I use them. For example, I have a workstation desktop that I run zellij on, connected via ssh to my Mac. In that zellij, I want to connect to development assets via ssh, which I then run zellij on. I'll admit this is a niche use case and I hardly would need multi-user in this scenario anyway.

HKalbasi commented 4 days ago

This feature is an implementation detail of the above - not sure exactly how it'll work, but we'll see what happens when I get to it.

I guess there is a misunderstanding here (my bad). This feature is about extending the multiplayer nature of zellij inside of panes. It enables multiplayer mode for terminal editors (something similar to vscode liveshare for vim), multiplayer games in terminal (for example a snake game with 10 players, all using the same keys), multiplayer apps (for example a dashboard that can show each user focus to other users) and pretty much multiplayer mode for every terminal app that is not a simple cli.
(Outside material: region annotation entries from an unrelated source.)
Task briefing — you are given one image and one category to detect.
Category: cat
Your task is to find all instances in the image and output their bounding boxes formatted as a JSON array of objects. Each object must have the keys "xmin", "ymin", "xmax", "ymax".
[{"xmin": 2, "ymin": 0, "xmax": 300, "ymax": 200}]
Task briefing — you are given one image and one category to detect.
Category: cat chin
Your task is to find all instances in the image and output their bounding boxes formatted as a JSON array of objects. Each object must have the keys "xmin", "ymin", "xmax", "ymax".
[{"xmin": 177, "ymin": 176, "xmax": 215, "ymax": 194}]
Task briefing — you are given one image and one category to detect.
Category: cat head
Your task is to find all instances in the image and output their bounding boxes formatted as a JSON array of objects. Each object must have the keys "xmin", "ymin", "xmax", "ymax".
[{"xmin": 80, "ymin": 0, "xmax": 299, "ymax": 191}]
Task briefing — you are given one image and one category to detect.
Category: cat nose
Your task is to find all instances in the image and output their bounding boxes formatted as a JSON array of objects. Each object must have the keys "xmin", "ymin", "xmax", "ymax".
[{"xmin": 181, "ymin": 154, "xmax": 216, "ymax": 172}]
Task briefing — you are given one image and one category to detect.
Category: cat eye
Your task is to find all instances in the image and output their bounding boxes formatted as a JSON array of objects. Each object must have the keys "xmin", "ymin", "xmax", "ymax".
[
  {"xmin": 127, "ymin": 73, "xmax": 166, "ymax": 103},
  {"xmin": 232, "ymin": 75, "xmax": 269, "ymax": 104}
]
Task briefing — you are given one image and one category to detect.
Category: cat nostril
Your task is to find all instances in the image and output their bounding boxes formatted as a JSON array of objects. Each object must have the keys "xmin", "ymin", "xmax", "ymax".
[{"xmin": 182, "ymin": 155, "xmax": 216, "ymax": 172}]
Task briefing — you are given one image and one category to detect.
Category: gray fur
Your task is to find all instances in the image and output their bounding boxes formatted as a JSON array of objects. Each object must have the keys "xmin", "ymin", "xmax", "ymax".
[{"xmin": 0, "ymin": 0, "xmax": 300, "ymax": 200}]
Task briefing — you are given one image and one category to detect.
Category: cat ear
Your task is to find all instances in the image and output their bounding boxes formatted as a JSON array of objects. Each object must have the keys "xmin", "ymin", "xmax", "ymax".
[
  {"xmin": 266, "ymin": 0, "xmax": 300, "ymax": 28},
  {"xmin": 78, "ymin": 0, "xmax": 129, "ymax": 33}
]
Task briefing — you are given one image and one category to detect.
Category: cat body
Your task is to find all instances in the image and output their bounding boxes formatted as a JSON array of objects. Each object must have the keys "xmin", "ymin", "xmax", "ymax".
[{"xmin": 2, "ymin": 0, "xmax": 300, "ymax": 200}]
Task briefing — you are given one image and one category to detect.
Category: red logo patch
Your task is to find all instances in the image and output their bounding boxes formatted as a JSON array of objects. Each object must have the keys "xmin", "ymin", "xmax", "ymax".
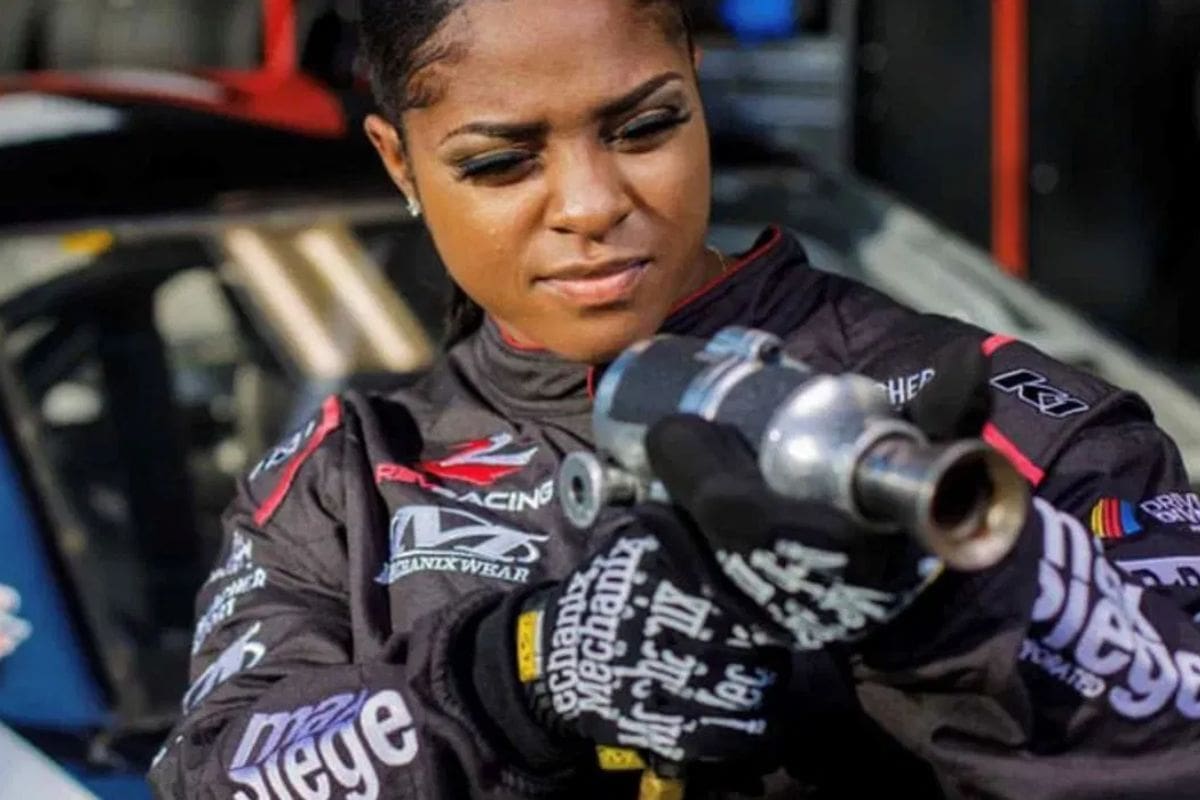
[{"xmin": 376, "ymin": 433, "xmax": 538, "ymax": 489}]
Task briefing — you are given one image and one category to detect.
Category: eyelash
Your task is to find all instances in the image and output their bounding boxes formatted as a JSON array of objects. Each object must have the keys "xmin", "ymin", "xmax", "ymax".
[{"xmin": 456, "ymin": 110, "xmax": 691, "ymax": 180}]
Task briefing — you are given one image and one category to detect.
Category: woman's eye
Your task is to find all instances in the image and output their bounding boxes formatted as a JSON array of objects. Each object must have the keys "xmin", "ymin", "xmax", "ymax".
[
  {"xmin": 458, "ymin": 152, "xmax": 533, "ymax": 180},
  {"xmin": 612, "ymin": 110, "xmax": 691, "ymax": 144}
]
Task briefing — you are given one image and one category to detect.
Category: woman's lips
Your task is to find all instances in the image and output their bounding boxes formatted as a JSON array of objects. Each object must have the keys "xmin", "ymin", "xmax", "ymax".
[{"xmin": 540, "ymin": 260, "xmax": 650, "ymax": 306}]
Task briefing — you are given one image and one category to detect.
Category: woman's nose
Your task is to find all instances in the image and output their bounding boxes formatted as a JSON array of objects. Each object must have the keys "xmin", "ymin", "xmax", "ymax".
[{"xmin": 547, "ymin": 146, "xmax": 634, "ymax": 240}]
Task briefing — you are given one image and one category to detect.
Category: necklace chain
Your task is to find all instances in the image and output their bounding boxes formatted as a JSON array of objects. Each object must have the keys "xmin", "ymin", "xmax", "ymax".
[{"xmin": 707, "ymin": 246, "xmax": 730, "ymax": 275}]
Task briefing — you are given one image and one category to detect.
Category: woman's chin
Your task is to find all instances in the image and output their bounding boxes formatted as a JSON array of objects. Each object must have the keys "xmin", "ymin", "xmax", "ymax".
[{"xmin": 544, "ymin": 314, "xmax": 658, "ymax": 363}]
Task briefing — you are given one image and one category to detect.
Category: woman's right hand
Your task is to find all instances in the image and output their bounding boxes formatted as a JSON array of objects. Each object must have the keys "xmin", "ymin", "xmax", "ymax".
[{"xmin": 516, "ymin": 504, "xmax": 788, "ymax": 764}]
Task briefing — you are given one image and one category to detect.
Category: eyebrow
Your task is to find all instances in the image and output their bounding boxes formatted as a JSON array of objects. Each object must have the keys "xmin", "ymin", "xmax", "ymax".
[{"xmin": 442, "ymin": 72, "xmax": 683, "ymax": 144}]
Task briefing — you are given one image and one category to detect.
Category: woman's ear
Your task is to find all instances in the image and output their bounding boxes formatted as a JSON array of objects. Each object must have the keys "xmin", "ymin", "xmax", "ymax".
[{"xmin": 362, "ymin": 114, "xmax": 416, "ymax": 200}]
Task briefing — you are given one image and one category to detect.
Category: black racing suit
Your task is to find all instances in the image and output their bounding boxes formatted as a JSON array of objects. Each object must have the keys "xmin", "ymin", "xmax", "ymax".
[{"xmin": 151, "ymin": 229, "xmax": 1200, "ymax": 800}]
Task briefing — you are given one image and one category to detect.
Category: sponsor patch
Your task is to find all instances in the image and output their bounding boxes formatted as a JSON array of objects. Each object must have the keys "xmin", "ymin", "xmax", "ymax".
[
  {"xmin": 878, "ymin": 367, "xmax": 937, "ymax": 408},
  {"xmin": 376, "ymin": 433, "xmax": 538, "ymax": 489},
  {"xmin": 991, "ymin": 369, "xmax": 1091, "ymax": 419},
  {"xmin": 1138, "ymin": 492, "xmax": 1200, "ymax": 530},
  {"xmin": 192, "ymin": 530, "xmax": 266, "ymax": 656},
  {"xmin": 1088, "ymin": 498, "xmax": 1141, "ymax": 539},
  {"xmin": 376, "ymin": 464, "xmax": 554, "ymax": 512},
  {"xmin": 228, "ymin": 688, "xmax": 419, "ymax": 800},
  {"xmin": 376, "ymin": 506, "xmax": 550, "ymax": 585},
  {"xmin": 182, "ymin": 622, "xmax": 266, "ymax": 714},
  {"xmin": 1117, "ymin": 555, "xmax": 1200, "ymax": 587},
  {"xmin": 0, "ymin": 583, "xmax": 34, "ymax": 658},
  {"xmin": 1020, "ymin": 498, "xmax": 1200, "ymax": 720}
]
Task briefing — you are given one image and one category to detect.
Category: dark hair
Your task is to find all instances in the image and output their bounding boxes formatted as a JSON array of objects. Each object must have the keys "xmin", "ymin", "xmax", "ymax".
[{"xmin": 361, "ymin": 0, "xmax": 692, "ymax": 349}]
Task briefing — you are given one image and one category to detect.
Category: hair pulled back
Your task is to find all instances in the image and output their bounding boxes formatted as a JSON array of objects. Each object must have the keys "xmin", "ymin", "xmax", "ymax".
[{"xmin": 361, "ymin": 0, "xmax": 691, "ymax": 349}]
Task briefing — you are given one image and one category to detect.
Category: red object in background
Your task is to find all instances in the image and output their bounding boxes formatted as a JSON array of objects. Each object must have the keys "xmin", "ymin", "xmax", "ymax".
[
  {"xmin": 991, "ymin": 0, "xmax": 1030, "ymax": 277},
  {"xmin": 263, "ymin": 0, "xmax": 300, "ymax": 76},
  {"xmin": 0, "ymin": 0, "xmax": 348, "ymax": 138}
]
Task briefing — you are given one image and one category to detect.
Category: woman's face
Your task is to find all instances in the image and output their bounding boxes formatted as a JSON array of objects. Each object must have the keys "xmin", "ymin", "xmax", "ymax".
[{"xmin": 367, "ymin": 0, "xmax": 720, "ymax": 362}]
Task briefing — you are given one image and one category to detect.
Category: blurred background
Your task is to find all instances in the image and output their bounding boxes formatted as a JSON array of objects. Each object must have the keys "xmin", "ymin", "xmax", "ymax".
[{"xmin": 0, "ymin": 0, "xmax": 1200, "ymax": 798}]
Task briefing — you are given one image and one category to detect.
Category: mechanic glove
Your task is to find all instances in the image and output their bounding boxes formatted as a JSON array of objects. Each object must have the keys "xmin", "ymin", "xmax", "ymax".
[{"xmin": 475, "ymin": 504, "xmax": 790, "ymax": 774}]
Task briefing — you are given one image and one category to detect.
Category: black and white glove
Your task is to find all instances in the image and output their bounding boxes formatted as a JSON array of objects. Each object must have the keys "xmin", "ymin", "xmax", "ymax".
[
  {"xmin": 475, "ymin": 504, "xmax": 790, "ymax": 774},
  {"xmin": 647, "ymin": 342, "xmax": 989, "ymax": 650}
]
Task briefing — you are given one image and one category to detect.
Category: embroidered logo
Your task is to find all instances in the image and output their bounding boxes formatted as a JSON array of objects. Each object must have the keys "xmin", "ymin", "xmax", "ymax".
[
  {"xmin": 991, "ymin": 369, "xmax": 1091, "ymax": 419},
  {"xmin": 1090, "ymin": 498, "xmax": 1141, "ymax": 539},
  {"xmin": 184, "ymin": 622, "xmax": 266, "ymax": 714},
  {"xmin": 376, "ymin": 506, "xmax": 550, "ymax": 584}
]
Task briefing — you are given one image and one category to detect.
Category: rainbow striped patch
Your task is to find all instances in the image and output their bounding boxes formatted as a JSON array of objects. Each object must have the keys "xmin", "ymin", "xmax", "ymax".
[{"xmin": 1091, "ymin": 498, "xmax": 1141, "ymax": 539}]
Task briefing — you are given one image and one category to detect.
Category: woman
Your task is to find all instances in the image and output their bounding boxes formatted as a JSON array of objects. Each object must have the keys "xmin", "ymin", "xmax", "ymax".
[{"xmin": 151, "ymin": 0, "xmax": 1200, "ymax": 800}]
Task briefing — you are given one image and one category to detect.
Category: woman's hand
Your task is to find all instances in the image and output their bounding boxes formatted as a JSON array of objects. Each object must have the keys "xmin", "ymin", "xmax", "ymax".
[{"xmin": 517, "ymin": 504, "xmax": 788, "ymax": 766}]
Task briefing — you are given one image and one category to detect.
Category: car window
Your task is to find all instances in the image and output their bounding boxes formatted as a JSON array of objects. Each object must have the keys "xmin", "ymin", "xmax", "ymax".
[{"xmin": 0, "ymin": 216, "xmax": 443, "ymax": 718}]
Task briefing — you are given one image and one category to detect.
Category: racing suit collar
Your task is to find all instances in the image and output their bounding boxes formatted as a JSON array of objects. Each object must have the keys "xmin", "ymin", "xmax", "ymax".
[{"xmin": 451, "ymin": 227, "xmax": 816, "ymax": 419}]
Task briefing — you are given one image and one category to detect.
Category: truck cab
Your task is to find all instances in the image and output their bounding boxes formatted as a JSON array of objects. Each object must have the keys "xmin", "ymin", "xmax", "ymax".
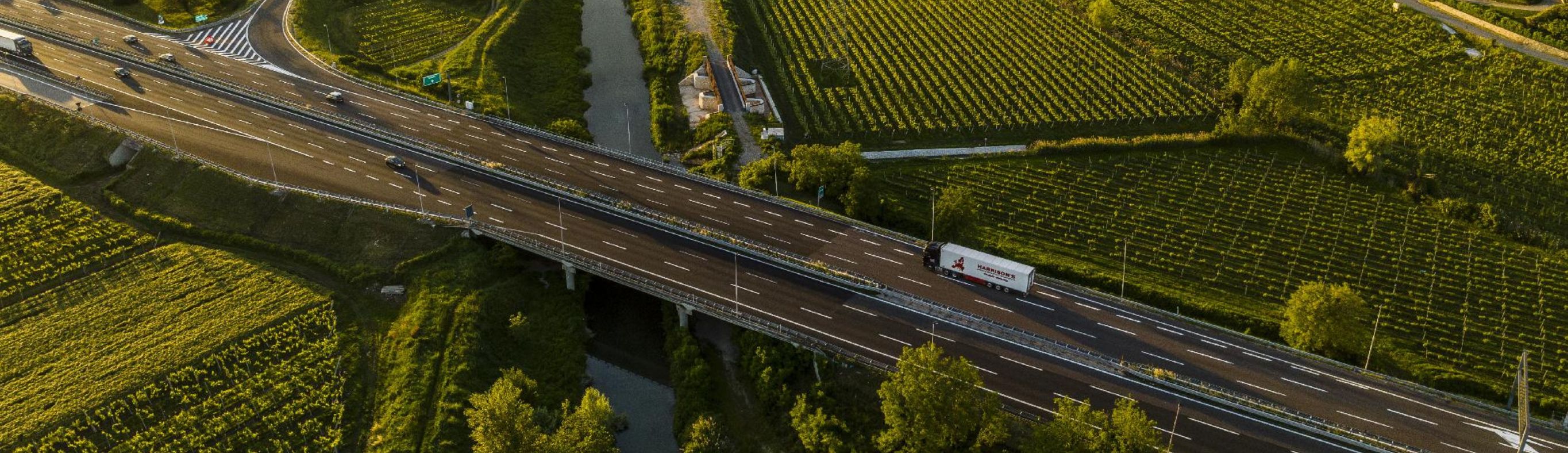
[{"xmin": 920, "ymin": 243, "xmax": 942, "ymax": 270}]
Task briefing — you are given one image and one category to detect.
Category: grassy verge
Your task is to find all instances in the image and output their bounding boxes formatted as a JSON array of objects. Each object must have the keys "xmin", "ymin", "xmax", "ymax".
[
  {"xmin": 367, "ymin": 241, "xmax": 587, "ymax": 451},
  {"xmin": 290, "ymin": 0, "xmax": 591, "ymax": 130}
]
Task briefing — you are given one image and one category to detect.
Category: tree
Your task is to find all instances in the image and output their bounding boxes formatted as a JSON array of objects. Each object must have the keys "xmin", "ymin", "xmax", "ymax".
[
  {"xmin": 1110, "ymin": 398, "xmax": 1164, "ymax": 453},
  {"xmin": 463, "ymin": 368, "xmax": 542, "ymax": 453},
  {"xmin": 544, "ymin": 117, "xmax": 593, "ymax": 143},
  {"xmin": 1345, "ymin": 116, "xmax": 1400, "ymax": 174},
  {"xmin": 933, "ymin": 185, "xmax": 980, "ymax": 241},
  {"xmin": 680, "ymin": 416, "xmax": 726, "ymax": 453},
  {"xmin": 1280, "ymin": 282, "xmax": 1367, "ymax": 358},
  {"xmin": 1087, "ymin": 0, "xmax": 1121, "ymax": 30},
  {"xmin": 544, "ymin": 387, "xmax": 621, "ymax": 453},
  {"xmin": 1022, "ymin": 398, "xmax": 1110, "ymax": 453},
  {"xmin": 789, "ymin": 141, "xmax": 870, "ymax": 196},
  {"xmin": 789, "ymin": 395, "xmax": 847, "ymax": 453},
  {"xmin": 735, "ymin": 152, "xmax": 789, "ymax": 191},
  {"xmin": 877, "ymin": 343, "xmax": 1007, "ymax": 453},
  {"xmin": 1220, "ymin": 58, "xmax": 1312, "ymax": 133},
  {"xmin": 1224, "ymin": 56, "xmax": 1262, "ymax": 95}
]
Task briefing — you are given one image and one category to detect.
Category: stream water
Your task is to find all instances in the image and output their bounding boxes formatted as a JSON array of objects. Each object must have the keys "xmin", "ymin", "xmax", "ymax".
[{"xmin": 581, "ymin": 0, "xmax": 658, "ymax": 158}]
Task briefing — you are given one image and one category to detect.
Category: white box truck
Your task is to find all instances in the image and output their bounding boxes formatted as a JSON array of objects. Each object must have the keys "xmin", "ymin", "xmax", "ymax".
[
  {"xmin": 0, "ymin": 28, "xmax": 33, "ymax": 56},
  {"xmin": 925, "ymin": 243, "xmax": 1035, "ymax": 295}
]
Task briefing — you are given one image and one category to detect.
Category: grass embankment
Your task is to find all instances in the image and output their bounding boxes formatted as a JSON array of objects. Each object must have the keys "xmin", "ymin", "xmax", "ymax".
[
  {"xmin": 0, "ymin": 164, "xmax": 152, "ymax": 299},
  {"xmin": 873, "ymin": 141, "xmax": 1568, "ymax": 404},
  {"xmin": 292, "ymin": 0, "xmax": 591, "ymax": 130},
  {"xmin": 367, "ymin": 241, "xmax": 587, "ymax": 451}
]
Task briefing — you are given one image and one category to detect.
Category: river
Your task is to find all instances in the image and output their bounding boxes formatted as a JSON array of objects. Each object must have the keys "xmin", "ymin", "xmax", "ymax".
[{"xmin": 581, "ymin": 0, "xmax": 658, "ymax": 158}]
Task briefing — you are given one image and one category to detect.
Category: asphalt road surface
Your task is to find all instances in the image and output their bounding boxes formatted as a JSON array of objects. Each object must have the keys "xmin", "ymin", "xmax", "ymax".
[{"xmin": 0, "ymin": 0, "xmax": 1568, "ymax": 451}]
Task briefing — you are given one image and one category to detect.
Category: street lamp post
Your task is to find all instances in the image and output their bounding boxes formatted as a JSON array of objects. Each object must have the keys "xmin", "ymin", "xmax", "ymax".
[
  {"xmin": 500, "ymin": 75, "xmax": 511, "ymax": 121},
  {"xmin": 1361, "ymin": 301, "xmax": 1385, "ymax": 368},
  {"xmin": 729, "ymin": 251, "xmax": 740, "ymax": 313},
  {"xmin": 931, "ymin": 186, "xmax": 936, "ymax": 243}
]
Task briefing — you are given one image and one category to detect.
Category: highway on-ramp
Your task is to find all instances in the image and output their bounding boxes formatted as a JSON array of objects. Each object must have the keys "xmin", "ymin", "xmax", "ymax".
[{"xmin": 0, "ymin": 0, "xmax": 1549, "ymax": 451}]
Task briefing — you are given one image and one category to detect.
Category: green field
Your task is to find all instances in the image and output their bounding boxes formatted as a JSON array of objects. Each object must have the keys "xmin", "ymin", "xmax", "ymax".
[
  {"xmin": 290, "ymin": 0, "xmax": 591, "ymax": 127},
  {"xmin": 0, "ymin": 164, "xmax": 152, "ymax": 299},
  {"xmin": 1118, "ymin": 0, "xmax": 1460, "ymax": 78},
  {"xmin": 875, "ymin": 146, "xmax": 1568, "ymax": 398},
  {"xmin": 735, "ymin": 0, "xmax": 1213, "ymax": 144},
  {"xmin": 0, "ymin": 244, "xmax": 328, "ymax": 442},
  {"xmin": 1120, "ymin": 0, "xmax": 1568, "ymax": 246},
  {"xmin": 348, "ymin": 0, "xmax": 486, "ymax": 67},
  {"xmin": 22, "ymin": 306, "xmax": 344, "ymax": 451}
]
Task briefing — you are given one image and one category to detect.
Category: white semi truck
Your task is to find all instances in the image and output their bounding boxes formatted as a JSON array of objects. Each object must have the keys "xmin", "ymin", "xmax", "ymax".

And it does so while removing a huge load of complexity from the apps, by taking care of synchronization and communication between multiple processes.

The nested zellij case is just a demo, a playground that we can develop the ansi protocol using it. If it has usecases as well, then great, but the main feature I had in my mind was to extend the multiplayer-ness of zellij to the apps like editors and enabling its full power.

imsnif commented 3 days ago

Thanks for the explanation! I totally get it and I don't think there's a misunderstanding. Probably just me rushing my own run-down of things.

I guess what I'm trying to say is: if we imagine the infrastructure needed for Zellij instances to communicate with each other in order to create both multiple backends and proper nested sessions - we will necessarily need to implement the feature you describe. A Zellij instance, either detecting it is nested or being instructed to defer to another instance, will need to tell that other instance (among other things) who are its users and where their cursors are. Examples of other things it will need to communicate are: information about its terminal/plugin panes (are they readable/writeable by other users), information about its own nested backends (because it is conceivable that an instance with multiple backends will itself be connected to another instance), etc.. The best way for this to happen is IMO through the rendering engine - i.e. some sort of ANSI escape code.

I'm not yet sure which ANSI escape code this will be, but I'm definitely in favor of making it public and encouraging its re-use - just like I did with the UI components. There I felt it made more sense to use a DCS due to the potential length of UI component definitions. Not sure what the requirements will be for the aforementioned protocol - I find things tend to become clearer during development.